Fix #4: Hard contract-field binding
- v2: validator args must share ≥1 word with full objective text (bag-of-words).
- v3: contract-intake extracts structured target_fields.{paths,urls,backtick_tokens,command_hints,keywords}. Validator's command_must_match_objective_keywords policy now requires substring match against the appropriate target_field list. e.g., file_diff_present.path must match contract.paths.
- Soft fallback (legacy keyword overlap) only when ALL target_fields are empty (pre-v3 contracts).
- v3-r2: removed keywords from ranked_fields for command_zero_exit / pytest_pass / http_2xx so an unrelated command containing a single objective keyword can no longer bypass.
- v3-r2: PATH_RE now matches single-segment paths like /Makefile, /etc/hosts. Added RELPATH_RE for src/foo.py and ./relative. BACKTICK_RE 200-char cap removed.

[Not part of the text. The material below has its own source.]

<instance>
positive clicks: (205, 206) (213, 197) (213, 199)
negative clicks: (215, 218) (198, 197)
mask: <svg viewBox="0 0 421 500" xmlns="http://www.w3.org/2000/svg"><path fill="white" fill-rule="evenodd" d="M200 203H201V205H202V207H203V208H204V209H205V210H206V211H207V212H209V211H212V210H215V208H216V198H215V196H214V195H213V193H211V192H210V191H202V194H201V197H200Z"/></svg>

chmod 0400 root, but Brian process currently runs as root in dev. Real OS isolation needs uid separation (Day 4+).Absence of an approved validator for the claimed scope is itself a blocking condition; Brian may report only attempted actions and uncertainty, not completion.
| Decision | Value | Authority |
|---|---|---|
| L4 fenced-block name | brian_final |
Jonah ratified 2026-05-07 22:54 Beirut |
| Plan-vs-drift filter | Hard MEMORY.md rule — every open item carries origin_workstream / why_it_matters / critical_path: yes/no; mixing workstreams in one status report is itself a behavioral failure |
Jonah ratified 2026-05-07 22:54 Beirut |
| Fail-closed gate | Outer crash handler exits 2, not 0; stop_hook_active carve-out preserved at __main__ scope |
Landed 2026-05-07 22:57 Beirut |
Actionable turns must carry one fenced JSON block:
```brian_final
{
"type": "done|partial|blocked|delegation",
"summary": "...",
"claims": [{"claim_type":"done","object":"...","validator_id":"...","ledger_entry_id":"...","artifact_hash":"..."}],
"what_succeeded": "...",
"what_remains": "...",
"next_route_or_question": "..."
}
```
Slot rules:
- done → ≥1 claim with signed ledger evidence
- blocked → ladder_exhaustion_proof validator
- delegation → fetch_attempt_proof validator
- partial → three human-readable slots, may include zero done claims
Integration points:
- L1 contract-intake writes intent: actionable and required_response_mode: schema into the contract YAML (current intake only emits a contract when ACTION_VERBS matches, so the file's existence already encodes "actionable")
- L3 Stop hook reads contract; if actionable, requires fenced block; parses JSON via stdlib only; validates slots
- Phrase tripwire runs only on prose-remainder after fenced region is stripped
Hard sequencing per Codex R2: fail-closed → schema → calibration. Block format = JSON, not YAML (stdlib parser, no version drift).